DeepSeek-v3.1-Terminus | slacker news

1. sbinnee ◴[22 Sep 25 12:45 UTC] No.45332653[source]▶

> What’s improved? Language consistency: fewer CN/EN mix-ups & no more random chars.

It's good that they made this improvement. But is there any advantages at this point using DeepSeek over Qwen?

replies(4): >>45332751 #>>45332752 #>>45333575 #>>45336644 #

2. IgorPartola ◴[22 Sep 25 12:54 UTC] No.45332751[source]▶

I wish there was some easy resource to keep up with the latest models. The best I have come up with so far is asking one model to research the others. Realistically I want to know latest versions, best use case, performance (in terms of speed) relative to some baseline, and hardware requirements to run it.
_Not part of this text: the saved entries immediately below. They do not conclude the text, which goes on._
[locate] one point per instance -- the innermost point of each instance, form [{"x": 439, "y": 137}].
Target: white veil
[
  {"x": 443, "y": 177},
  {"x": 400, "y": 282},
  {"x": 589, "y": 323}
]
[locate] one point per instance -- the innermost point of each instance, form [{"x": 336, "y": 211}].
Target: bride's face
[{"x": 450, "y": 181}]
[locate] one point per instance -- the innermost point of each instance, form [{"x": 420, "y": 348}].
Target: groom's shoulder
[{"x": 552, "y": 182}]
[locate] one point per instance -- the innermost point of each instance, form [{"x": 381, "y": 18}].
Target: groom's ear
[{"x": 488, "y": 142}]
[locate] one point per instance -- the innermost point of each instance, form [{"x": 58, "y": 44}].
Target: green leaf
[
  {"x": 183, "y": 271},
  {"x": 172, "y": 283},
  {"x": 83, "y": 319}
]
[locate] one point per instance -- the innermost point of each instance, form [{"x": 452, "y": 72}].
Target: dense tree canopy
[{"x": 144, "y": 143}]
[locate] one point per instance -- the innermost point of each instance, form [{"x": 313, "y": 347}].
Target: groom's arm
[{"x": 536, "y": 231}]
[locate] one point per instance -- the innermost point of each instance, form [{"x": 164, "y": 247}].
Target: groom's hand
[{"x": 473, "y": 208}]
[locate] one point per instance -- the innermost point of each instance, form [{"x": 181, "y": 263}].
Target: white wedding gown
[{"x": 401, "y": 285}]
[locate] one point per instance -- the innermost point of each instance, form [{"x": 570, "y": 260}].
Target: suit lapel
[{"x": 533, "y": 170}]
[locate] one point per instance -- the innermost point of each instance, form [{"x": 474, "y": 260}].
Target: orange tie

replies(3): >>45333280 #>>45333716 #>>45335468 #

3. comrade1234 ◴[22 Sep 25 12:54 UTC] No.45332752[source]▶

>>45332653 (TP) #

MIT license that lets you run it on your own hardware and make money off of it.

replies(1): >>45333537 #

4. exe34 ◴[22 Sep 25 13:35 UTC] No.45333280[source]▶

>>45332751 #

> asking one model to research the others.

that's basically choosing are random with extra steps!

replies(1): >>45333527 #

5. throwup238 ◴[22 Sep 25 13:54 UTC] No.45333527{3}[source]▶

>>45333280 #

Research not spit out the answer based on weights. Just ask Gemini/Claude to do deep research on /r/LocalLLama and HN posts.

6. coder543 ◴[22 Sep 25 13:55 UTC] No.45333537[source]▶

>>45332752 #

Qwen3 models (including their 235B and 480B models) use the Apache-2.0 license, so it’s not like that’s a big difference here.

7. coder543 ◴[22 Sep 25 13:58 UTC] No.45333575[source]▶

>>45332653 (TP) #

They seem fairly competitive with each other. You would have to benchmark them for your specific use case.

8. Jgoauh ◴[22 Sep 25 14:10 UTC] No.45333716[source]▶

>>45332751 #

have you tried https://artificialanalysis.ai/

replies(2): >>45334600 #>>45348957 #

9. JimDugan ◴[22 Sep 25 15:14 UTC] No.45334600{3}[source]▶

>>45333716 #

Dumb collation of benchmarks that the big labs are essentially training on. Livebench.ai is the industry standard - non contaminated, new questions every few months.

replies(1): >>45334853 #

10. IgorPartola ◴[22 Sep 25 15:31 UTC] No.45334853{4}[source]▶

>>45334600 #

Thanks! Are the scores in some way linear here? As in, if model A is rated at 25 and model B at 50, does that mean I will have half the mistakes with model B? Get answers that are 2x more accurate? Or is it subjective?

replies(1): >>45340887 #

11. __mharrison__ ◴[22 Sep 25 16:09 UTC] No.45335468[source]▶

>>45332751 #

I use Aider heavily and find their benchmark to be pretty good. It is updated relatively frequently (a month ago, which may be an eternity in AI time).

https://aider.chat/docs/leaderboards/

12. twotwotwo ◴[22 Sep 25 17:23 UTC] No.45336644[source]▶

>>45332653 (TP) #

The fast Cerebras thing got me to try the Qwen3 models. I couldn't get them working all that well: they had trouble using the required output format and following instructions. On the other hand, benchmarks say they should be great, and it sounds like maybe some people use them OK via different tools.

I'm curious if my experience was unusual (it very much could be!) and I'd be interested to hear from anyone who's used both.

13. esafak ◴[22 Sep 25 23:25 UTC] No.45340887{5}[source]▶

>>45334853 #

I believe the score represents the fraction of correct answers, so yes.

14. alexeiz ◴[23 Sep 25 16:06 UTC] No.45348957{3}[source]▶

>>45333716 #

It says the best "coding index" is held by Grok 4 and Gemini 2.5 Pro. Give me a break. Nobody uses those models for serious coding. It's dominated by Sonnet 4/Opus 4.1 and GPT-5.